Merch for this release:
Compact Disc (CD)

Portuguese-raised, Barcelona resident Pedro Magina will not be unfamiliar to fans of lo-fi and psychedelic dance, with releases under his belt on enduring labels like Not Not Fun and Mental Groove. But his first release after a five-year break may just eclipse his output to date. These tracks fit firmly in the woozier, more erudite end of the Balearic aesthetic, where it blurs into mystical German kosmische music and the fantastical sonic fictions of the fourth world aesthetic. Though you’ll hear some skeletal ’80s grooves, the ripples of cosmic disco, and other familiar shapes, it’s generally hard to identify instruments, things are bent out of shape, and it all feels like woozy devotional music from a dreamed nation that’s somehow both futuristic and archaic.

Torn Relics
Abolish the Dogma

Merch for this release:
Cassette

With its monochrome artwork and love of distortion and vast kickdrums, Amsterdam’s Leyla Records has, in five years, become one of the pillars of the modern industrial techno aesthetic.
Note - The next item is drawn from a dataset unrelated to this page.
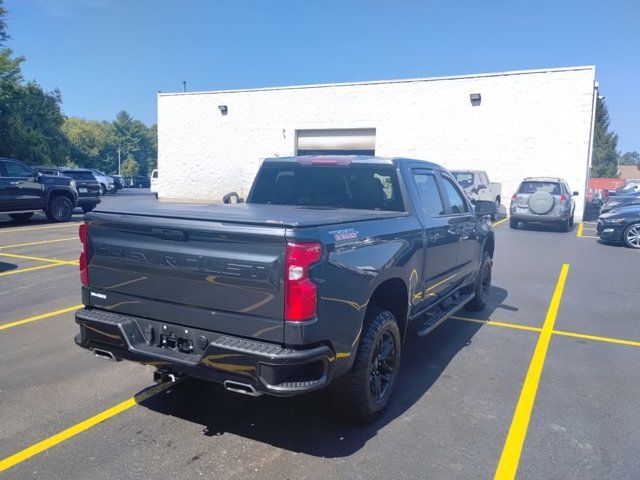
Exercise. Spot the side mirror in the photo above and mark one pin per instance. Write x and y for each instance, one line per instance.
(232, 197)
(485, 207)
This outing, from the London duo of Romek Boyer and Aimee Mullen, definitely lands at the more polished end of their output; but what it lacks in scouring noise, it makes up for in overpowering, creeping dread. Crawling tempos dominate, and there’s a sense of being lured deeper into a web by seductive but very horrible spirits. This is some of the most haunted and haunting music you’ll hear this month.

Mind of a Dragon
Garage

As you might guess from the EP title, this is yet more retro UK garage—but it’s less immediately dramatic and much silkier and slinkier than the usual. In fact, it takes its inspiration from New Yorker Todd Edwards, who became a god for the original wave of UK garage artists. Vocal snippets and soulful chords flicker hypnotically around the bump and shuffle groove like light from a glitterball. It’s subtly done, but the amount of color and elegance in these six tracks is impressive. This is for days when you don’t want drama, just style and satisfaction.

Zoë Mc Pherson
States of Fugue

Merch for this release:
Vinyl LP

Another artist who’s built up an individual sound from familiar deconstructed club tropes, Zoë McPherson takes the ultra-detailed fizz, crackle, and clang of the more avant-garde clubs of her hometown Berlin, and emphasizes the percussive. Each of these jams, whether they flutter delicately or thunder with kickdrums, sounds like ritual music from some post-human society. And not an entirely welcoming one, either: the mood is forbidding, and sometimes terrifying. But if you want to commune with technological intelligences, this feels like it might get you there.

Scratch DVA
DRMTRK EP VI

Leon “Scratcha DVA” Smart has been associated with grime, UK funky, experimental electronica, neo soul, and has lately found inspiration in the South African sound of gqom. These three tunes, each a collaboration with a guest vocalist, puts that musical wanderlust on full display. While the “High Priestess of Pop Macabre,” Callista Kazuko, has the high sustained notes and constant sense of tension of gqom on “Drmsix,” it’s very much its own thing. Ditto the songs with Philly’s Orion Sun and DemiMa: both songs are very loosely R&B, but they’re also distinct in their fluid interplay of heavily processed voices and slippery synths; there’s also scarcely any beat to them. Each track shows just how personal experimental sound-making can be.